In addition, there has been conventionally known an element storage for storing an element storage body (a reel for winding an element tape, an element tray for mounting a plurality of elements, or the like) for storing elements mounted on a substrate (for example, refer to patent document 2). Specifically, the component-housing-body storage described in patent document 2 includes: a plurality of holding racks (corresponding to holding places) for holding the component containers; an inlet and an outlet for the element housing to be put in and out; a transfer unit for transferring the stored component container to the entrance; and a control unit for controlling the transfer unit, and transferring the component container to the gateway when the preparation instruction is acquired from the management computer (component container management device).

Prior art literature

Patent literature

Patent document 1: japanese patent No. 6603616

Patent document 2: japanese patent laid-open No. 2018-164018

Disclosure of Invention

Summary of the invention

Problems to be solved by the invention

However, the component-housing storage described in patent document 2 has room for improvement in terms of shortening the time required for the component housing to be taken out.

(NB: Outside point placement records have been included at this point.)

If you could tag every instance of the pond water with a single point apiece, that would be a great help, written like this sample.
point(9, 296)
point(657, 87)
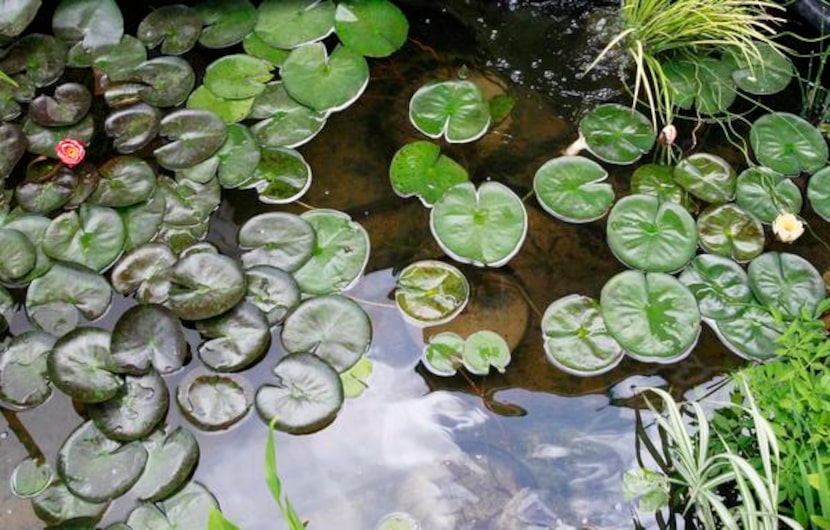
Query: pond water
point(532, 448)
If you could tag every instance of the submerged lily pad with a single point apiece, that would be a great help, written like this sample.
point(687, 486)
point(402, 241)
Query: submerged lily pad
point(645, 233)
point(306, 398)
point(652, 316)
point(333, 327)
point(617, 134)
point(456, 110)
point(485, 227)
point(571, 188)
point(576, 338)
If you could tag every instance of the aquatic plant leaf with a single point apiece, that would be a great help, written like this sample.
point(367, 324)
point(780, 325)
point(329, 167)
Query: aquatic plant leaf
point(652, 315)
point(419, 169)
point(788, 144)
point(92, 236)
point(212, 401)
point(205, 285)
point(291, 23)
point(456, 110)
point(571, 188)
point(786, 282)
point(176, 27)
point(720, 286)
point(576, 339)
point(332, 327)
point(238, 338)
point(172, 454)
point(307, 396)
point(766, 193)
point(146, 337)
point(485, 227)
point(430, 293)
point(226, 22)
point(374, 28)
point(24, 382)
point(617, 134)
point(67, 106)
point(135, 411)
point(195, 135)
point(339, 255)
point(650, 235)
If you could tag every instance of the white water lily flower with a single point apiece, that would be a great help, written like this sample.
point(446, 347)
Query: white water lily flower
point(787, 227)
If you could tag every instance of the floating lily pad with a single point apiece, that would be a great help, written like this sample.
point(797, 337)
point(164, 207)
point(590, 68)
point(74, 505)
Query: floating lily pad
point(576, 338)
point(652, 316)
point(214, 402)
point(23, 380)
point(325, 82)
point(136, 409)
point(571, 188)
point(306, 398)
point(485, 227)
point(788, 144)
point(729, 230)
point(291, 23)
point(786, 282)
point(374, 28)
point(238, 338)
point(333, 327)
point(766, 193)
point(205, 285)
point(430, 293)
point(146, 337)
point(650, 235)
point(457, 110)
point(339, 256)
point(420, 169)
point(617, 134)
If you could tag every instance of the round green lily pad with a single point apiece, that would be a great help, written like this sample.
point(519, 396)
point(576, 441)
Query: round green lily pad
point(576, 338)
point(485, 227)
point(430, 293)
point(307, 396)
point(652, 316)
point(456, 110)
point(571, 188)
point(332, 327)
point(617, 134)
point(647, 234)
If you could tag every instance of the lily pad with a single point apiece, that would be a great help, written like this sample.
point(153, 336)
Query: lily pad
point(485, 227)
point(291, 23)
point(720, 286)
point(729, 230)
point(788, 144)
point(333, 327)
point(306, 398)
point(146, 337)
point(456, 110)
point(238, 338)
point(617, 134)
point(23, 380)
point(650, 235)
point(571, 188)
point(325, 82)
point(576, 338)
point(766, 193)
point(430, 293)
point(374, 28)
point(786, 283)
point(652, 316)
point(214, 402)
point(339, 256)
point(420, 169)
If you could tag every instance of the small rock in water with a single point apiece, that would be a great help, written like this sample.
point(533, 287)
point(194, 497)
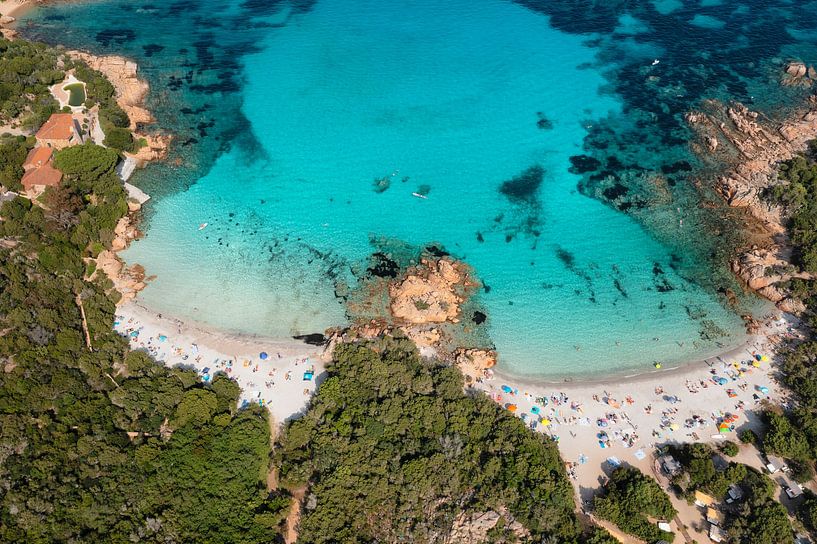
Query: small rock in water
point(382, 184)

In the present specification, a technology is disclosed that can shorten the time required for the shipment of any type of component housing.

Means for solving the problems

(1) According to one aspect of the present invention, a component storage is configured to store a component storage body that stores components to be mounted on a substrate, the component storage including: a plurality of storage locations for storing one of the component containers; an in-out/in-out place for placing the component housing to be in-out/in; a moving unit for moving the component storage unit in the component storage; a receiving unit that receives an instruction to deliver the component; and a control unit configured to secure, as a priority storage location, a number of storage locations equal to or greater than the number of types of the components stored in the component storage in order of a short movement time to the in-out storage location, the control unit performing: a first moving process of moving at least one component housing body to the preferential storage place by the moving unit for each type of the components stored in the component storage before receiving an instruction to discharge the components; and a second movement process of, when receiving an instruction to deliver a certain type of component, moving the component housing body housing the component of the type from the priority storage location to the delivery/delivery storage location by the movement unit.

In the case of the component-container storage described in patent document 2, when the component container stored in the storage rack far from the doorway (in other words, the storage rack having a long movement time to the doorway) is taken out of the storage rack, the movement time from the storage rack to the doorway is long, and therefore, it takes time from the acquisition of the preparation instruction to the transfer of the component container to the doorway.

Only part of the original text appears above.